AccurKardia, an innovator in ECG-based diagnostics technology, has announced that it has received Breakthrough Device Designation by the U.S. Food and Drug Administration (FDA) for its ECG-based, AI-powered AK+ Guard hyperkalemia detection software. The investigational technology uses Lead I ECG data to alert patients and clinicians of moderate to severe episodes of hyperkalemia (excess potassium in the blood) that can lead to sudden cardiac arrest.
AK+ Guard is designed to work with a wide range of FDA-cleared consumer and clinical wearables that currently capture Lead I ECG data (e.g., smartwatches), enabling hyperkalemia monitoring outside of the clinic and earlier intervention for high-risk populations. These include those with end stage renal disease, chronic kidney disease (CKD), and other risk factors.
AK+ Guard was also recently accepted as one of only 62 devices in the FDA Total Product Life Cycle Advisory Program (TAP). The TAP program provides earlier and more frequent engagement with the FDA, helping accelerate the regulatory process, improve the quality and timeliness of device evaluations, and ultimately speed commercialization.

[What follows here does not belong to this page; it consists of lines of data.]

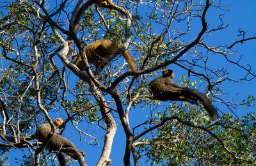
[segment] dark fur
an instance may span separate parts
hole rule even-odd
[[[185,101],[197,103],[198,100],[203,104],[210,116],[217,118],[217,112],[210,100],[204,94],[195,90],[179,86],[172,80],[174,73],[172,70],[163,72],[163,76],[152,80],[148,86],[154,100],[163,101]]]

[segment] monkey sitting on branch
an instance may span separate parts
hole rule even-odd
[[[98,69],[100,65],[106,63],[106,60],[111,56],[113,51],[121,46],[120,44],[118,44],[109,39],[96,40],[88,45],[84,49],[88,63],[93,64],[96,67],[96,69]],[[130,54],[126,50],[122,51],[122,54],[127,61],[130,68],[137,71],[137,68]],[[85,64],[81,56],[78,56],[76,58],[74,64],[80,70],[85,68]]]
[[[188,87],[179,86],[172,80],[174,73],[172,70],[163,72],[163,76],[152,80],[148,86],[154,100],[163,101],[185,101],[197,103],[198,100],[203,104],[212,119],[217,118],[216,109],[210,100],[204,94]]]
[[[84,156],[85,153],[78,150],[71,141],[58,135],[58,129],[63,128],[61,124],[64,121],[64,119],[61,117],[57,118],[53,121],[54,133],[46,145],[46,148],[51,152],[52,151],[60,154],[60,155],[57,155],[60,165],[66,165],[65,163],[65,158],[63,158],[62,155],[60,153],[61,152],[66,153],[74,160],[78,160],[81,165],[86,165],[83,164],[83,163],[85,163],[84,161],[81,161],[81,160],[84,160],[83,157],[81,156]],[[51,128],[49,123],[42,124],[36,129],[36,138],[40,141],[43,142],[47,139],[51,130]]]

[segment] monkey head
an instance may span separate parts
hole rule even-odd
[[[60,129],[63,129],[64,128],[65,126],[61,125],[63,124],[65,122],[65,120],[62,117],[58,117],[54,121],[53,121],[53,124],[54,124],[55,126],[58,127]]]
[[[163,77],[170,77],[172,79],[174,78],[174,73],[172,70],[168,69],[162,72]]]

“AccuKardia’s AK+ Guard has the potential to be a game changer in the early detection of moderate to severe episodes of hyperkalemia, a life-threatening yet often asymptomatic condition that currently can only be diagnosed via blood-draw to directly measure potassium levels,” said Wei Ling Lau, MD, Interim Chief of the Division of Nephrology, Hypertension & Kidney Transplantation at the University of California, Irvine. “The company’s novel solution could offer a convenient way to extend hyperkalemia monitoring to the home for vulnerable patients.”
There are 37 million people in the U.S. that suffer from CKD, and in 2024, 518,970 patients were on dialysis. Among CKD patients, hyperkalemia is associated with a 16.6 percent increase in all-cause mortality. The risk is even more pronounced in dialysis patients: the rate of all-cause mortality increases by 33 percent after a moderate to severe hyperkalemia episode, and as many as 17 percent of dialysis patients experience these episodes annually. Moreover, for patients with CKD, the one-year healthcare cost associated with hyperkalemia is $25,156, and the average hospital stay cost for a patient with hyperkalemia, published most recently in 2014, was $29,181 with an average hospital length of stay of 3.3 days.

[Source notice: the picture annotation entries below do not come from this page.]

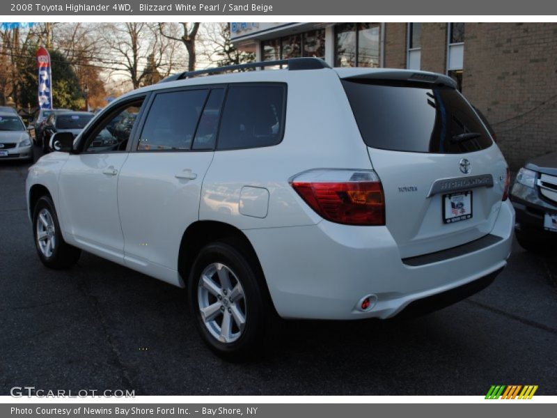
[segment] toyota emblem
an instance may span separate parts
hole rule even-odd
[[[458,163],[460,171],[464,174],[468,174],[470,172],[470,162],[466,158],[462,158],[460,162]]]

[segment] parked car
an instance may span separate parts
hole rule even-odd
[[[236,68],[267,65],[288,68],[176,75],[74,140],[55,134],[61,152],[26,180],[41,261],[85,250],[187,288],[226,358],[276,315],[387,318],[491,283],[511,250],[509,172],[450,78],[313,58]],[[123,114],[118,143],[95,146]]]
[[[56,132],[70,132],[74,137],[94,116],[89,111],[56,111],[47,118],[42,127],[42,149],[45,153],[52,150],[50,139]]]
[[[517,212],[515,233],[525,249],[543,252],[557,243],[557,153],[531,160],[510,193]]]
[[[33,145],[22,118],[0,111],[0,160],[33,160]]]
[[[14,115],[17,115],[17,111],[11,106],[0,106],[1,112],[8,112]],[[17,115],[19,116],[19,115]]]
[[[47,118],[56,111],[71,111],[69,109],[39,109],[35,112],[31,126],[34,131],[33,136],[35,145],[42,146],[42,128],[47,121]]]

“The two FDA actions supporting AK+ Guard mark another major milestone in AccurKardia’s journey towards achieving our mission to improve patient outcomes and save lives by transforming ECG into a broad biomarker,” said Juan C. Jimenez, co-founder and CEO of AccurKardia. “We believe the current standard of care for hyperkalemia detection and monitoring is underserving patients, and we aim to deliver a speedier and more accessible pathway to detection and risk management that will make a meaningful impact on patient care.”

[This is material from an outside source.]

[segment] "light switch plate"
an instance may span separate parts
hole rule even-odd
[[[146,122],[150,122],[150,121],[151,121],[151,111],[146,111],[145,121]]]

The AK+ Guard news follows AccurKardia’s recently received Breakthrough Device Designation for its Aortic Valve Stenosis (AVS) screening software, AK-AVS, which is designed to leverage the ubiquity of the electrocardiogram (ECG) to identify potential cases of aortic valve stenosis within millions of ECGs already present in healthcare system electronic health records. AK-AVS software aims to help identify and prioritize which patients should receive echocardiograms for definitive diagnosis.